The SDK documentation on Creating a Distributed Application contains the necessary core concepts and description for distributed applications, please familiarize yourself with the documentation before proceeding to this tutorial.
Please also see two SDK examples ping_distributed and video_replayer_distributed on simple examples of creating distributed applications.
In this tutorial, we will focus on modifying existing applications you have created into distributed applications.
Scenario 1 - Divide an application into two fragments¶
The multiai_endoscopy
application has its app graph like below:
We will divide it into two fragments. The first fragment will include all operators excluding the visualizer and the second fragment will include the visualizer, as illustrated below:
Changes in scenario 1 - Extra Imports¶
To created a distributed application, we will need to import the Fragment object.
from holoscan.core import Fragment
Changes in scenario 1 - Changing the way command-line arguments are parsed¶
As seen in the documentation, it is recommended to parse user-defined arguments from the argv ((C++/Python))
method/property of the application. To parse in user-defined command line arguments (such as --data
, --source
, --labelfile
in this app), let's make sure to avoid arguments that are unique to the multi-fragment applications, such as --driver
, --worker
, --address
, --worker-address
, --fragments
(see the documentation for more details on using those arguments).
In the non-distributed application, we would have
if __name__ == "__main__":
parser = ArgumentParser(description="Multi-AI Detection Segmentation application.")
parser.add_argument(...) # for the app config yaml file via --config
parser.add_argument(...) # for args needed in app init --source --data --labelfile
args = parser.parse_args()
# logic to define args (config_file, labelfile) needed to pass into application init and config
app = MultiAIDetectionSegmentation(source=args.source, data=args.data, labelfile=labelfile)
app.config(config_file)
app.run()
In the distributed application, we need to make the following changes mainly to parser.parse_args
:
``python !5,6
if __name__ == "__main__":
parser = ArgumentParser(description="Multi-AI Detection Segmentation application.")

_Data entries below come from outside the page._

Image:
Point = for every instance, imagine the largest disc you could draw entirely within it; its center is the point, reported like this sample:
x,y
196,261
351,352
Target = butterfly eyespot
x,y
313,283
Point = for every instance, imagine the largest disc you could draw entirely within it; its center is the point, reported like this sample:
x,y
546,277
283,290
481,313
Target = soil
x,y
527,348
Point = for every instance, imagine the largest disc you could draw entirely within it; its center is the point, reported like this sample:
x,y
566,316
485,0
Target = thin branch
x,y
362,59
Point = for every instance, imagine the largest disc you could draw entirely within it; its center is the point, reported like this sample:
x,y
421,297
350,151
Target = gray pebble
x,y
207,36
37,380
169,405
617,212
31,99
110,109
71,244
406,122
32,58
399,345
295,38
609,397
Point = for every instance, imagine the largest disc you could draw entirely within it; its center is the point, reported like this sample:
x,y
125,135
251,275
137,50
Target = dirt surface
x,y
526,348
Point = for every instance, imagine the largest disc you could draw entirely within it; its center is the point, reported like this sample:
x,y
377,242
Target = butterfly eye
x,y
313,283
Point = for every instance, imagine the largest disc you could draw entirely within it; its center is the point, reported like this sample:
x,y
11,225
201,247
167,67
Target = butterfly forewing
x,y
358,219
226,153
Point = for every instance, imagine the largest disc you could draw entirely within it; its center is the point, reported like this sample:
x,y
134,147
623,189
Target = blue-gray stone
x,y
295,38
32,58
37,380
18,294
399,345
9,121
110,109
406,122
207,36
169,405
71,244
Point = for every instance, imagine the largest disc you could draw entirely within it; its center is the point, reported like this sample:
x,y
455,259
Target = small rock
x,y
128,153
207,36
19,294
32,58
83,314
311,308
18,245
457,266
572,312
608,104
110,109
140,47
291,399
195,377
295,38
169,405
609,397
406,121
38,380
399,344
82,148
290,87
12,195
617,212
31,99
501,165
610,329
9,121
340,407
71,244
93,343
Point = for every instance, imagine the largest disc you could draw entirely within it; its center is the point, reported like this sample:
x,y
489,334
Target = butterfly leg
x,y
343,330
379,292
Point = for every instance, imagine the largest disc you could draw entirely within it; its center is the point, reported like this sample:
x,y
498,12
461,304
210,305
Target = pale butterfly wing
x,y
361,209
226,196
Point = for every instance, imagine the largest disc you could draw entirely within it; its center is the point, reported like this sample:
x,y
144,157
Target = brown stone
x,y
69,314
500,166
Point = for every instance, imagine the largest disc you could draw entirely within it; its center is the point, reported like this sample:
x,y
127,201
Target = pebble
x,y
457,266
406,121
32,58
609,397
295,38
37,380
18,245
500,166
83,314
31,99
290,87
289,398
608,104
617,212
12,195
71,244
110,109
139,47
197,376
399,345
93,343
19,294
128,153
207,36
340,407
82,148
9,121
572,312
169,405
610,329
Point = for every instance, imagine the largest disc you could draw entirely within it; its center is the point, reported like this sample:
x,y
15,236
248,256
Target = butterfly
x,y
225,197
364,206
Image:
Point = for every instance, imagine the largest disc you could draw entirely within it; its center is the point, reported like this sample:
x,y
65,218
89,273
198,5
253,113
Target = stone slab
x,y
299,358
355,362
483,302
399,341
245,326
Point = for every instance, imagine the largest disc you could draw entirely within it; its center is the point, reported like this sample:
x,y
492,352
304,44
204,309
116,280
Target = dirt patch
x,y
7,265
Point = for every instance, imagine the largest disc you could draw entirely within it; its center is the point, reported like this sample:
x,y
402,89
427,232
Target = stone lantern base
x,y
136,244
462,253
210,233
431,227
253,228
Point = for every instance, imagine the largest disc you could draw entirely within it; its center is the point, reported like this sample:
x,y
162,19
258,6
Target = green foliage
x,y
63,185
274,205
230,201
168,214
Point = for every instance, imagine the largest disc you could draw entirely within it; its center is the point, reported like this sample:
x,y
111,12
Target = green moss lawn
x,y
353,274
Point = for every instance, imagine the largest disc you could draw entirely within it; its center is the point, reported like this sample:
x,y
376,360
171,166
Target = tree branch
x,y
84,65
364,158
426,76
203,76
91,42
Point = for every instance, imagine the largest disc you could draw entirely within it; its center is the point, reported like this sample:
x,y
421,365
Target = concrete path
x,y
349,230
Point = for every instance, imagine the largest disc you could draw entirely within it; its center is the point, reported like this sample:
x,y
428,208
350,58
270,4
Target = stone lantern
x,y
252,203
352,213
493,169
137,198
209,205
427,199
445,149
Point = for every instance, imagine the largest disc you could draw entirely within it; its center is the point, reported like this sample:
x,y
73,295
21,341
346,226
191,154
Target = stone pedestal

parser.add_argument(...) # for the app config yaml file via --config
parser.add_argument(...) # for args needed in app init --source --data --labelfile
apps_argv = Application().argv # difference
args = parser.parse_args(apps_argv[1:]) # difference
# logic to define args (config_file, labelfile) needed to pass into application init and config
app = MultiAIDetectionSegmentation(source=args.source, data=args.data, labelfile=labelfile)
app.config(config_file)
app.run()
compose()` method:
### Changes in scenario 1 - Changing the application structure
Previously, we defined our non distributed applications with the `__init__()` and `compose()` methods.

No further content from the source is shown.